Dispatches from Trowelsworthy Hall

For reasons that are frankly both arbitrary and silly I am known to my archeology pals, and to the Facebook world generally, as "Badger Trowelsworthy".  Yes, yes, technically this is not the name that I use in that pesky real world.  And, yes once again, it is a nominal violation of Facebook rules for which I shall doubtless one day be called to account.

But as I see it, we live in a world where people get to "self identify" as all sorts of implausible things and if you question it you are held to be the lowest form of "hater". So if I choose to view myself as a 106 year old,  moderately disreputable English Lord with a penchant for archeology and a loose connection with Wisconsin, well, who is harmed by the minor alteration of reality?

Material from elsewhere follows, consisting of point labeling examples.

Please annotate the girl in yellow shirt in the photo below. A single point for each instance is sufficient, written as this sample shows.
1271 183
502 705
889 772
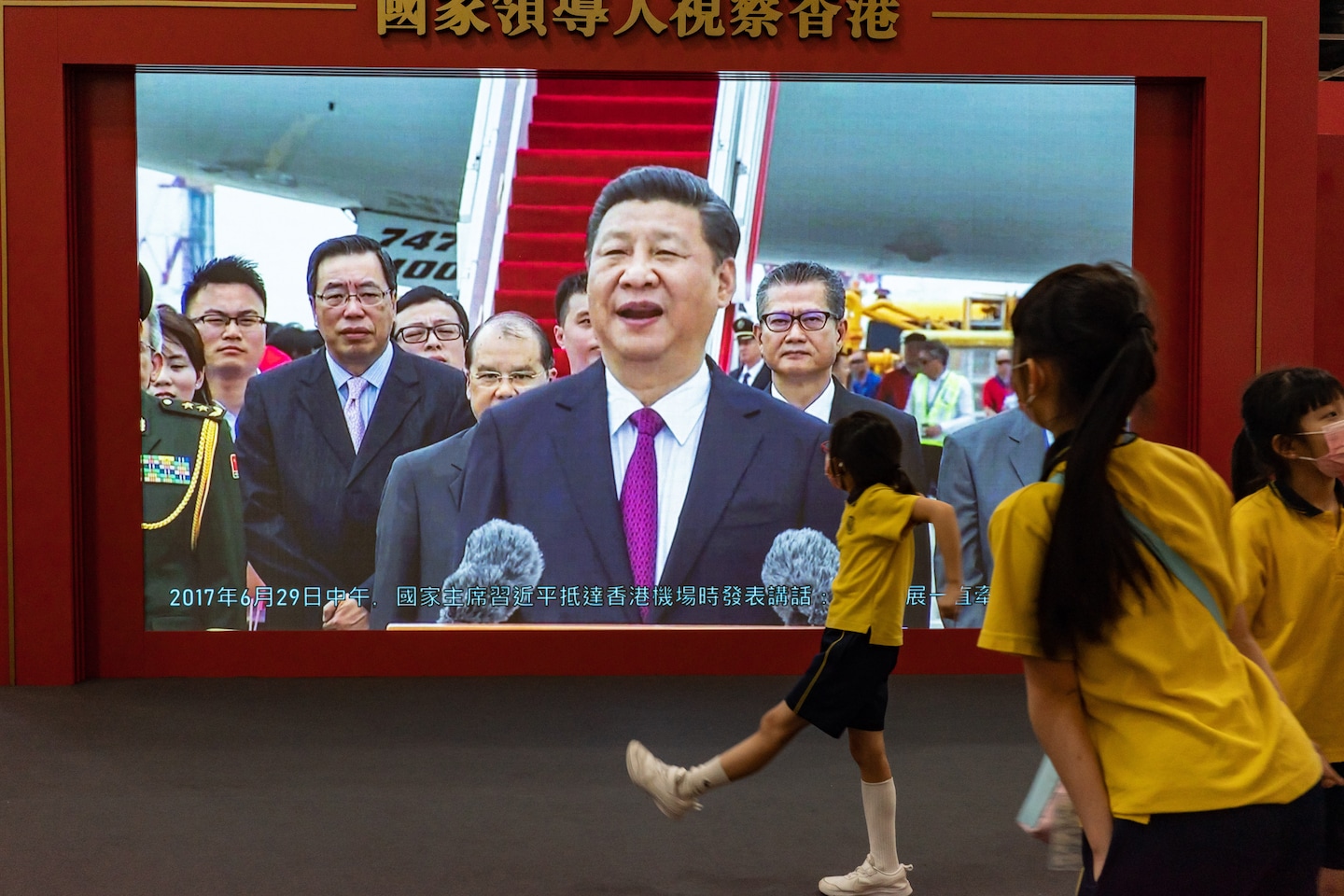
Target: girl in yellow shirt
846 687
1113 581
1289 534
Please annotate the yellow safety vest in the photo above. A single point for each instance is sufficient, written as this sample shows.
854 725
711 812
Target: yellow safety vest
938 407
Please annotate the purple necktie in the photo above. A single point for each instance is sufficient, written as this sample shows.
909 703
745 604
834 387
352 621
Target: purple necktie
354 419
640 501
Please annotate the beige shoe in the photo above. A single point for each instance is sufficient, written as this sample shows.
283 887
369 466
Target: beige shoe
866 880
657 779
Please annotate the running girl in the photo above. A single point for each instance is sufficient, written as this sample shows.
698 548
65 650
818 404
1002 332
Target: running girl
846 687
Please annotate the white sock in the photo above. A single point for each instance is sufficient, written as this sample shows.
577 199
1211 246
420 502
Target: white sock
702 778
879 810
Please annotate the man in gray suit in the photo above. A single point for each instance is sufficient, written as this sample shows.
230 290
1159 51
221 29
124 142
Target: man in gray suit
983 465
506 357
801 329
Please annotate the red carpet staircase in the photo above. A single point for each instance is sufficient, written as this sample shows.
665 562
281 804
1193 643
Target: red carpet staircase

I enjoy dropping the occasional reference to the ancestral Manse, Trowelsworthy Hall, and to the devious machinations of the distant branches of the Trowelsworthy family in their ongoing efforts to lay greedy hands upon the keys to the place.

Of course in the age of the internet it is difficult to write genuine satire.  Reality is often just as strange.  I should have checked first to see if there was an actual Trowelsworthy family in the UK or its Dominions.  And if there were places extant that would be logical locations for the oft mentioned yet never located Trowelsworthy Hall. Guess I shoulda......

For instance.  Up in Alberta Canada there apparently exists a place called Trowelsworthy Farms.  True, its offerings of chemical and antibiotic free beef, elk, rabbit, rabbit, pork, lamb and goat may not be to everyone's taste.

Also up in Alberta, near a small town called Mirror, we find Trowelsworthy Industries. It seems to be a builder's supply store and by virtue of similar owner's names, must be associated with the Farms.

But if you were looking for a plausible setting for the alternate reality that Badger Trowelsworthy occupies your best bet would actually be in Dartmoor, a wild and lonely area in Devon, UK.  There out on the windswept moors you can walk right up to a rock formation called Great Trowlesworthy Tor.


photo credit Nilfanion

You will of course by now have noted the alternate spelling as Trowlesworthy but in a family of such noble and ancient lineage this will happen from time to time.  An Ordnance map of the area shows another clue..



Alas for those grasping younger Trowelsworthys...I am thinking of you Otteria and Biff...the Trowlesworthy Warren shown above is not the ramshackle Manor House but an area used for keeping rabbits "from medieval times to the 1950s".